Most brothers, sensing weakness, would seize on it, but not mine. He was curious.
“Giant venomous globs of snot,” he called them. “But you love gross stuff!”
It’s true. I do.
“Not jellyfish. They are creepy.”
“My search for the visceral finds its apex in primordial gobs of unintelligent goo from before the dawn of time,” I said, and he cracked up.
I really do hate jellyfish, and it’s not just that they are gross.
I hate the way they sneak up on me and sting me. They do it when I am scuba diving, swarms of tiny ones that leave a rash everywhere my wet suit isn’t. They do it when I’m playing in the waves on the beach, or floating in a calm sea under the gentle sun, in what would be the giant amniotic sac of Mother Earth, sheltering us from the slings and arrows of outrageous fortune, at least for a few minutes, when wham, along comes a Portuguese man o’ war, or a piece of a tentacle of one. I love the ocean, but I would enjoy it much more if I didn’t know that somewhere, swarms of jellyfish are gathering, and there is an unbroken chain of water molecules connecting me to them. It’s the transitive property of touching. Six-year-old children understand this property very well.

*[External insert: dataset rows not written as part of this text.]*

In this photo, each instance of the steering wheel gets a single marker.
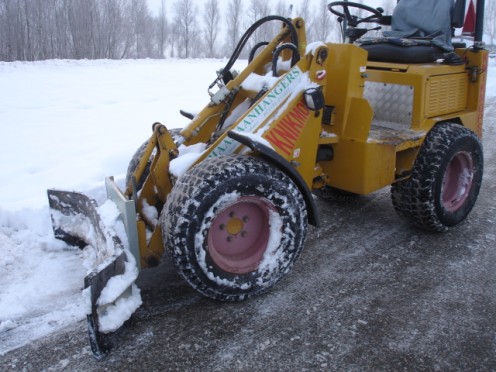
(354, 20)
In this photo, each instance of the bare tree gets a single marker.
(211, 20)
(234, 22)
(162, 29)
(322, 22)
(306, 12)
(186, 27)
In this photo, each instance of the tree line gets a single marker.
(115, 29)
(93, 29)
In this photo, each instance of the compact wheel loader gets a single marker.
(230, 195)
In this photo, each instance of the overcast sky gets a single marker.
(155, 4)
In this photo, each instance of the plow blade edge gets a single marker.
(109, 286)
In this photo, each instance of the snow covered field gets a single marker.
(68, 124)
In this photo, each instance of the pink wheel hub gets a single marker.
(239, 235)
(457, 181)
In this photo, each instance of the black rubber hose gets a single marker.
(255, 48)
(251, 30)
(295, 58)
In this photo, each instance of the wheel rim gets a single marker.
(239, 235)
(457, 181)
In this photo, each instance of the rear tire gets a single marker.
(234, 226)
(445, 180)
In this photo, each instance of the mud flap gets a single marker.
(75, 220)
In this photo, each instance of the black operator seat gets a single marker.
(421, 32)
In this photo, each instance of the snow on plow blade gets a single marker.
(109, 286)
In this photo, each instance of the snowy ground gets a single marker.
(68, 124)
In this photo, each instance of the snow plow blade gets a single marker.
(109, 286)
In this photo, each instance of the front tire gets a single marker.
(234, 226)
(445, 180)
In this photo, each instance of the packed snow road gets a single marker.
(368, 293)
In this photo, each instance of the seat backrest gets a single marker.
(425, 19)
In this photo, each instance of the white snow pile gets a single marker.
(67, 125)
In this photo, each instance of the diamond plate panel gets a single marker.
(391, 103)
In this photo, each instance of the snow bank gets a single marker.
(68, 124)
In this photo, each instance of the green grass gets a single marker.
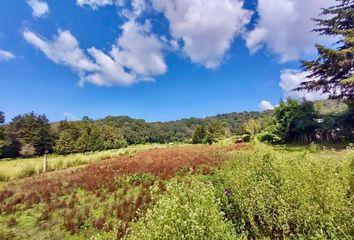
(19, 168)
(262, 192)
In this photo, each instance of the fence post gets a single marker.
(45, 163)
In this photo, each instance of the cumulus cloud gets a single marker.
(39, 8)
(266, 105)
(94, 4)
(137, 6)
(284, 27)
(63, 49)
(290, 79)
(70, 116)
(206, 27)
(136, 56)
(6, 55)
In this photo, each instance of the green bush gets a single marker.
(246, 137)
(268, 137)
(187, 210)
(287, 195)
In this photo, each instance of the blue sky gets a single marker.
(153, 59)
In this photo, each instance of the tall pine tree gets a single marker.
(332, 71)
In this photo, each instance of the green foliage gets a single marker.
(307, 122)
(215, 131)
(268, 137)
(65, 143)
(87, 136)
(27, 150)
(246, 138)
(332, 71)
(29, 129)
(199, 135)
(273, 195)
(187, 210)
(252, 127)
(137, 131)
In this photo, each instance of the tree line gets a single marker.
(303, 122)
(31, 134)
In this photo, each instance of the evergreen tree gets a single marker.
(66, 142)
(215, 131)
(199, 135)
(332, 71)
(29, 129)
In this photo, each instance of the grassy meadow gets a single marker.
(245, 191)
(19, 168)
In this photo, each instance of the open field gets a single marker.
(13, 169)
(206, 192)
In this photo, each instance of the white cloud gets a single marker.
(63, 49)
(290, 79)
(70, 116)
(137, 6)
(39, 8)
(137, 56)
(266, 105)
(206, 27)
(6, 55)
(94, 4)
(285, 26)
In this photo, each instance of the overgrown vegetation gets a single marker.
(200, 192)
(303, 122)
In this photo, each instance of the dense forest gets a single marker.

According to marine biologists, men and women who share my passion for the ocean and its denizens, but are also good at science, jellyfish are propagating in record numbers as a direct result of slight increases in ocean temperatures.
If temperatures rise much more, I’m going to turn on the tap of my giant bathtub in my giant McMansion and jellyfish are going to flow out of the faucet into my bubble bath.
Cimate change is terrifying, but it’s a distant terror.
Jellyfish are different. I don’t care how far away they are. They can swarm in the Sea of Japan and I still feel menaced.
“You can make a difference” the wall text at the exhibition told me.
I already do what I can to reduce my carbon footprint, and so the happy feeling of self-satisfaction swept past my consciousness. But wait! There’s more!
“Don’t fertilize your lawn.”
I already knew that fertilizer run-off is a major contributor to the dead zone in the Gulf of Mexico, but what I did not know is that the “dead” zone is actually crawling with jellyfish. Admittedly, most of it the nitrogen pollution that is causing the dead zone comes from giant agribusiness, but residential lawns are a significant factor, and I do live in the Trinity River watershed.
If I can keep the jellyfish away by planting a native lawn and fertilizing it with compost and composted manure, then so much the better.
“It’s the transitive property of touching. Six-year-old children understand this property very well.”
That’s beautiful writing.
Right ON! You go with your Direct Action! ❤
P.S. I too love fish, and the ocean, but have never given much thought to jellyfish.